Hawk Field Services, pleaded guilty to three counts of violating the Endangered Species Act. The Endangered Species Act is a federal law that makes it illegal to take endangered species, by harassing the wildlife to such an extent that it significantly disrupts normal behavioral patterns such as breeding, feeding or sheltering.
According to the information filed in the case and today’s plea agreement, Hawk Field Services, was engaged in gathering, conditioning and treating activities related to the development of natural gas properties in the Fayetteville Shale in north-central Arkansas. The Fayetteville Shale is an unconventional gas reservoir located in the Arkoma Basin in Arkansas, at a depth of approximately 1,500 to 6,500 feet and ranging in thickness from 100 to 500 feet. The South, Middle and Archey Forks of the Little Red River, and their tributaries, are located in steep, mountainous terrain within the Fayetteville Shale region and contain the endangered speckled pocket book mussel.
Hawk Field Services acquired and developed land in the Fayetteville Shale, on which wells and pipelines were installed. The pipelines are subsurface and were constructed by Hawk Field Services, across the streams by either trenching or using a technique known as directional drilling. In either case, Hawk Field Services cleared the land on both sides of a stream, exposing bare ground until the pipeline was installed and the land remediated, by re-seeding and re-foresting. In today’s plea agreement, Hawk Field Services admitted that it did not adequately control erosion during construction, from October 2008 to April 2009, of the pipelines in the Little Red River watershed. This lack of erosion control allowed silt to run downhill to the streams, causing sediment to build up at the stream crossing and downstream. This erosion and sedimentation occurred in waters containing the endangered speckled pocketbook mussel, and caused a take of at least one mussel by harassment, in the South Fork, Little Fork and Archey Fork of the Little Red River.
The maximum penalty for a corporation for a violation of the Endangered Species Act includes a $200,000 fine per count. According to the plea agreement filed today, Hawk Field Services agreed to pay a $350,000 fine and to donate $150,000 to the National Fish and Wildlife Foundation, for use in restoration projects in the Little Red River watershed. The sentencing hearing will be on a date to be determined by the court.

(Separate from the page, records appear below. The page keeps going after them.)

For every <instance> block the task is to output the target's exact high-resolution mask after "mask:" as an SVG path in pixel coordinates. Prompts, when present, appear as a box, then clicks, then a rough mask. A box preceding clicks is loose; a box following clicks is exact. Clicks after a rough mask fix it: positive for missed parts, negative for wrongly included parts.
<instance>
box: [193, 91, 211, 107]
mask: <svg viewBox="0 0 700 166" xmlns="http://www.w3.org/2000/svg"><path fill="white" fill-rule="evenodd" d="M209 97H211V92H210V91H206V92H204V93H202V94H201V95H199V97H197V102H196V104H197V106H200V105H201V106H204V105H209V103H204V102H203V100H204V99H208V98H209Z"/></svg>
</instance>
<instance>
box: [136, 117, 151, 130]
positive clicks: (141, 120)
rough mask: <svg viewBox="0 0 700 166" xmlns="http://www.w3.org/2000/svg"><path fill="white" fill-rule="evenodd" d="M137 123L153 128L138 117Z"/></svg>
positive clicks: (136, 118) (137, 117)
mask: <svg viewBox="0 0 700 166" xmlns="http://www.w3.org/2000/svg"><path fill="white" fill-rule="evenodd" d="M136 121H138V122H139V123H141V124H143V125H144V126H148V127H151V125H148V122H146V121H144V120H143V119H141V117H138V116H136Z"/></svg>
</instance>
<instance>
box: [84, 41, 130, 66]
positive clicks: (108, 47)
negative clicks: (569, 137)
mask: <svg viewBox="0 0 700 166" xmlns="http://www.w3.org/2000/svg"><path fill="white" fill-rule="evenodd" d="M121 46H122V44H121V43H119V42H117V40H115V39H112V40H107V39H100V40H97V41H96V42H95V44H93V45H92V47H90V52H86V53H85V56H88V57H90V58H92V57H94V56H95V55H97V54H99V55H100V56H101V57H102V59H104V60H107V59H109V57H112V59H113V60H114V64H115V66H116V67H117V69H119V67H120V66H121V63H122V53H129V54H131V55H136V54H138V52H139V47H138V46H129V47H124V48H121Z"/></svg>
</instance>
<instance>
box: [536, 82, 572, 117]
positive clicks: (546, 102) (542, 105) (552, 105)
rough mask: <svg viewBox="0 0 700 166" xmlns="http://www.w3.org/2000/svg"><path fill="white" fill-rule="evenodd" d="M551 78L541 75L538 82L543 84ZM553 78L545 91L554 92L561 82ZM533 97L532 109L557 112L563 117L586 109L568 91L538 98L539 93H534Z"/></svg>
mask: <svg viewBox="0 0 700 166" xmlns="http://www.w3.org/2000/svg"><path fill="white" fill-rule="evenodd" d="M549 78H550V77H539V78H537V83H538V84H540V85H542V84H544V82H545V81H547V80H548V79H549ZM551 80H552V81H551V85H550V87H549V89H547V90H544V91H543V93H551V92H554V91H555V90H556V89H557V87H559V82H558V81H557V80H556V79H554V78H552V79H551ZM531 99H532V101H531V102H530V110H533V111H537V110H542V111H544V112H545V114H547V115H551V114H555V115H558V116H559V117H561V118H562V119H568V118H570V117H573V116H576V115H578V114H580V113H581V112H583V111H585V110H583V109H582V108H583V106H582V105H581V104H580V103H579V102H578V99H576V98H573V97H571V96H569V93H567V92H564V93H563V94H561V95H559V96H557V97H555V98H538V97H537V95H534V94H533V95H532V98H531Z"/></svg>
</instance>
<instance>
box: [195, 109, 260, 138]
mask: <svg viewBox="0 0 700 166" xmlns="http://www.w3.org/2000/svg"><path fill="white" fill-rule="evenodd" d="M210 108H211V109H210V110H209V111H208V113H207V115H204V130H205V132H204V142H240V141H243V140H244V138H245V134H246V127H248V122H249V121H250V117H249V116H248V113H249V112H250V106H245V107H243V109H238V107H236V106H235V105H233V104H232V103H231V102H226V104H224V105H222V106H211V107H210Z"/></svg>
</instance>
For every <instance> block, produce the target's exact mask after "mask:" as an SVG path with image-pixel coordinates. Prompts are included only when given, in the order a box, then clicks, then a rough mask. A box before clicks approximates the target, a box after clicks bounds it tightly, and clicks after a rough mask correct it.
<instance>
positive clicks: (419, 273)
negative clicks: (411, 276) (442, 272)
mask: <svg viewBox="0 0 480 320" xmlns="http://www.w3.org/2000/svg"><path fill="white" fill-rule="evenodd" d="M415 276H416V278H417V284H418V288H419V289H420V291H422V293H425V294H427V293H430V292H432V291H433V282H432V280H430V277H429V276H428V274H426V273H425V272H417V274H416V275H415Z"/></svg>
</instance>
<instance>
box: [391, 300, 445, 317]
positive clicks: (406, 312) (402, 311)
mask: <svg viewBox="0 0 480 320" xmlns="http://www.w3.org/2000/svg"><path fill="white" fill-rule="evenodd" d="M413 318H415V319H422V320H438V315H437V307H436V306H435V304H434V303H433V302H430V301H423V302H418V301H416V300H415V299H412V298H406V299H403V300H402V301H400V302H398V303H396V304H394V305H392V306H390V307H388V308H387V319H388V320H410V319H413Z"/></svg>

The case was investigated by the U.S. Fish & Wildlife Service, with assistance from the Arkansas Fish and Game Commission. The case is being jointly prosecuted by Assistant U.S. Attorney Edward O. Walker of the U.S. Attorney’s Office for the Eastern District of Arkansas and Trial Attorney Todd S. Mikolop of the Environmental Crimes Section of the Justice Department’s Environment and Natural Resources Division.